Friday, March 7, 2014

Making God Laugh

There is a line that says "If you want to see God laugh, just tell him your plans."

I believe it's true. I can document some of the chuckles I have given God over the years.

In my early years I followed what came naturally. I graduated from school, went to college, met the love of my life, got married, had kids....I followed the pattern. Then Larry decided he wanted to change jobs. He got a new job. He wanted to move south. I wanted to move north. I thought New England was the perfect place to be. (Of course, the only time I had ever spent in New England had been in the summer. It was beautiful. It was friendly. It was fun. Let's go there!!) Or Colorado. (It has mountains. It is beautiful. Let's go there!) Larry checked the statistics for salesmen in fishing and hunting. He was looking around. I thought to myself, PLEASE, NOT the SOUTH!!!! So he picked Florida. Ok, Technically, Florida is just a northern state that was placed south of Georgia, so maybe God was just looking for a giggle, not a real laugh.

7 years later:
I have finally adjusted to living in Florida. I've decided it's ok if I stay here. It took awhile, I know. I was a reluctant transplant. For the first time since we've moved here I've made plans for the fall. I will be my daughter's Girl Scout leader. The phone rings..... within hours I've discovered we are moving to Ft. Lauderdale. There are only 2 places in the U.S. I don't want to live. California and Miami. God apparently needs a pick-me-up. Time for a chuckle. Send her to Ft. Lauderdale. Her husband can work in Miami.

After 4 years of penance I am returned to that place I didn't want to be in the first place, Tampa. And I am THRILLED!!!!! I can not tell you how happy I am to be back there. Ironic isn't it? God has a great sense of humor.

Fast forward several years. My oldest daughter is approaching marriage. No proposal yet, but could be soon. I look at the church where we've been a member for years. These people have been a part of her life. I can see it. The pastor that will marry her, the organist that will play at the service. The couple in our church that can sing the solos at her service. I can see it all coming to fruition.....
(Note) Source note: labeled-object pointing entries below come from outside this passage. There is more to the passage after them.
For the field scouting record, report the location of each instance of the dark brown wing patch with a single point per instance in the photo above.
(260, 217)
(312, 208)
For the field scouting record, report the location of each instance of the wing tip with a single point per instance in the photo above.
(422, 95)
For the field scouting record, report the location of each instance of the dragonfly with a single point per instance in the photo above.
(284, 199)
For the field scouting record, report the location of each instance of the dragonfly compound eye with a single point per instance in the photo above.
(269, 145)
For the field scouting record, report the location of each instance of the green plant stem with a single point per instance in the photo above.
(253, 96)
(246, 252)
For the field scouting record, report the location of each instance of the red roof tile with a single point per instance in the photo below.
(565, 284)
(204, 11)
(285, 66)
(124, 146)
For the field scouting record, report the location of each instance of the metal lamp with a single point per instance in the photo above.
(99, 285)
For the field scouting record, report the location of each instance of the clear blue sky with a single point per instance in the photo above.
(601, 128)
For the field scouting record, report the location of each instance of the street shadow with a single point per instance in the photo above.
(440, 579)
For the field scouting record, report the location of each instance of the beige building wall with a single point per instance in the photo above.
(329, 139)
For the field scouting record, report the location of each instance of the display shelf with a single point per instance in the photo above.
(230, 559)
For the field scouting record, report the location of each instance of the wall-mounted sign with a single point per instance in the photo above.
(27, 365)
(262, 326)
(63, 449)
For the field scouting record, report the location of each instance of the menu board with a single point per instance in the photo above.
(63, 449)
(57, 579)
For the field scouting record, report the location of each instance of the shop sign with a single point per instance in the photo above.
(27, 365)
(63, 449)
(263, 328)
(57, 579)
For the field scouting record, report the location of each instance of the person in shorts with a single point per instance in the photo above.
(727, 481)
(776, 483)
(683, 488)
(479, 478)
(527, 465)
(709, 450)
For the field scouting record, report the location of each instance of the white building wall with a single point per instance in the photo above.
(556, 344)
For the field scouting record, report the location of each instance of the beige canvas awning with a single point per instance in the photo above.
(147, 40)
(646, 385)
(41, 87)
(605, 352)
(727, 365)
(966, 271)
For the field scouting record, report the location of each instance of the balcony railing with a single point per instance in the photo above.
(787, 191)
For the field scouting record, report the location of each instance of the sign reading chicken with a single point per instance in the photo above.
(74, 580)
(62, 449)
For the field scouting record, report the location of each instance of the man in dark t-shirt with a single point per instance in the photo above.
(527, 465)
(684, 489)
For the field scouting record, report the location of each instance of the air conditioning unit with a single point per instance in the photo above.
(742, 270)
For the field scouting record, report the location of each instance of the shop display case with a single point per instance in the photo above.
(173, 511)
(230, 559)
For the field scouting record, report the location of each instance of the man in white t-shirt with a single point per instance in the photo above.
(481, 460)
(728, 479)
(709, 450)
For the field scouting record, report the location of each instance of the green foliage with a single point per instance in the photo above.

There is not a happy ending here. Let's just say it never happened. 1) the pastor retired. 2) the organist and one of the soloists had an affair. 3) Fortunately, my daughter had her own plans and her own church so she had her own people lined up. I suspect God wasn't laughing. Perhaps there was a trickle of a tear. But there was a happy wedding, even if it wasn't what I had seen. And He was smiling.

2005--I can see the future. Although Larry and I moved away from our extended families, I have a great chance of having my kids around me in the future. Jen and Dave are in Orlando, with strong ties to the area. We have been in Florida for 25 years. Janice has proclaimed that she doesn't want to move from Florida. (HA)!  I'm feeling good. I never see it coming.

Jen starts the dominoes. She and her husband are looking at teaching positions in Charlotte, NC. I'm ok with that. A couple of months later, Janice announces she has been on eHarmony.com and met a guy named Mike who lives in Iowa. IOWA??????? (I can't tell you how long it took me to wrap my head around that!) Larry completes the Trifecta. His job is eliminated. He starts a nation-wide search. I can see all my plans collapsing around my head.

God must have needed a real belly laugh with this one. Jen stayed in Florida. Janice married and moved to Iowa, and we moved to PA. What happened to my vision of a family close by in Florida? (Author's note: I've been to Iowa many times now, and I really like it there. More importantly, so does Janice!)

What prompted this post? Why am I talking about all this history, now? The weather.

We, by that I mean most of the east, are having a crazy winter. Super cold is one part of it, but most areas are experiencing very high snowfalls. Recently, I was clearing snow for the 3rd day in a row. After a while it gets boring. And annoying. I get up in the morning and then try to decide if I need to shovel or get the snowblower out now, or later because it's still coming down.

As I was clearing it, I thought to myself, "It might be cold in Georgia but I won't be doing this!"

And the next morning I heard the weather report:" Extreme cold in the south and record snowfalls" for an area without snow removal equipment.

And I thought to myself, "REALLY GOD? Are you that bored? Are you laughing with me or AT ME????"

God has probably laughed at me more than this, but sometimes I'm too blind to see. All I know is that deciding I know my future is futile. But I'm sure I'll keep doing it. Someone has to bring a chuckle into His life.